We all started fidgeting at once, each of us eyeing the pile for our favorite classics, already starting to get defensive that a certain title we spotted might be associated with us at the same time we felt indignant that others might be associated with someone else in the class. Leslie saw our restlessness and, firm in her resolve to make us behave the way she wanted us to, started talking louder and faster.
“Only open books you think might be intended for you. This is a guessing game, not a race to see who can open the most books in a certain amount of time, wearing out the spines of these books that were, quite frankly, kind of expensive, at least some of them.” She looked at Lucas when she said this, which the rest of us thought was fair, but to which he gave her What the fuck, me? eyes that she ignored. “And for the love of God, if you pick up a book that was intended for someone else, do not tip them off and ruin the fun for them. No one likes that guy.”
When she didn’t say anything after this, giving no explicit indication that the hunt should begin, it was Hannah we all looked at, knowing, som
ehow, that while Leslie was the face of whatever this was, and maybe even the brain, Hannah was the heart. She didn’t seem surprised by the attention, or that she was the one we came to. She nodded, and we all lunged at once.
They both watched us stumbling around like the loving parents of toddlers at an Easter egg hunt, but couldn’t have reacted more differently to our incorrect guesses, of which of course there were many. Leslie delighted in our wrongheaded notions about ourselves, and how far off the mark we inevitably were. When Patrick Stanbury picked up The Basketball Diaries she cackled a cackle we had never heard before, equal parts affection and wickedness before she said, “Uh, yeah, right. We’re at the graduate level here, P. It’s gonna be a little harder than that.” She relished in stumping us every time, never flagging in her evident joy even as we slowed in the pace at which we opened books, more pointed now in every guess.

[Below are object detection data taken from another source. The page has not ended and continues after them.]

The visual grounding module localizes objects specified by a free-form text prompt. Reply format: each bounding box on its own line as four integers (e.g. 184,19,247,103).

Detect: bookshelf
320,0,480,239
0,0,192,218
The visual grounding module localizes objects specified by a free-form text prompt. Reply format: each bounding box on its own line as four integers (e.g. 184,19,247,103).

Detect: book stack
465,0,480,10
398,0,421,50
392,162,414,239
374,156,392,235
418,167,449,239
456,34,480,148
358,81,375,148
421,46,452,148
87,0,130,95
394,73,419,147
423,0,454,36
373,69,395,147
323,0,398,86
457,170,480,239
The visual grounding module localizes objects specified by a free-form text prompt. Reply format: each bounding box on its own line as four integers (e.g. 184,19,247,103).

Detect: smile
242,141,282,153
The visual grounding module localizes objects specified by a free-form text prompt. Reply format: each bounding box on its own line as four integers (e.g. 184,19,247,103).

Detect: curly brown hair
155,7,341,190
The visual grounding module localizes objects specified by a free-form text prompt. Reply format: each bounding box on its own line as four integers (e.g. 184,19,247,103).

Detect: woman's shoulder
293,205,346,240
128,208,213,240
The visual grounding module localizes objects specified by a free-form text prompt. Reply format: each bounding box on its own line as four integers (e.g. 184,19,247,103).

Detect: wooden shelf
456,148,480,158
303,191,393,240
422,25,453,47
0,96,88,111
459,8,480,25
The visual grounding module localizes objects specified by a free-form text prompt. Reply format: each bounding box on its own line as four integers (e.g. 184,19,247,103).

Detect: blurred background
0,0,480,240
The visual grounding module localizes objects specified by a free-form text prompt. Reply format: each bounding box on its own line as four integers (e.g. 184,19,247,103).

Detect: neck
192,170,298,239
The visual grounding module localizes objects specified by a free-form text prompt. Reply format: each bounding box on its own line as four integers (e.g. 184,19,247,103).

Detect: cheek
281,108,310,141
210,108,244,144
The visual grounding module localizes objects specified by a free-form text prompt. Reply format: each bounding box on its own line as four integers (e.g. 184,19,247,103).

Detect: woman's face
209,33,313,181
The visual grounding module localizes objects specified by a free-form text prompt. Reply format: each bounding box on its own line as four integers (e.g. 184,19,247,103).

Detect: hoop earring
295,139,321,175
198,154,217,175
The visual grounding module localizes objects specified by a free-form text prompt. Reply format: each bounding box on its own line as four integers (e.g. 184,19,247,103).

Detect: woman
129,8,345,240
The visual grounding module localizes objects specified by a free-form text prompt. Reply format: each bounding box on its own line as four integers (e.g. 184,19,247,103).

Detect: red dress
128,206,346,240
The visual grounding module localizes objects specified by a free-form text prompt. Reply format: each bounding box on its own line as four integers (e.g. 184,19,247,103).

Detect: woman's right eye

Hannah was the patient, encouraging parent whom you go to at midnight the night before the big math test, when you’re out of time and you’re still getting the wrong answer to a problem after a hundred different approaches to solving it. She gave us clues without even making us ask for them, clues that weren’t condescending or insulting—clues that didn’t give away the answer, implying that we would never land on it ourselves, but that flipped the contexts and settings of our brains so that the answers descended independently of her, little gifts from heaven. When Tanner Conover picked up Romeo and Juliet, looking across the book pile at Melissa with something we might’ve called love if we didn’t know any better, she was gentle in her suggestion that he think about the masculinity of his prose, saying nothing to hint that whatever existed between him and Melissa, it was lesser or more ordinary than what Shakespeare had been trying to capture. Watching them together, trading off their responses to our guesses, careful that none of us went too long in our hunt without some sort of loving attention, be it playful or doting, without even making eye contact with each other, we saw, suddenly, why they made so much sense together.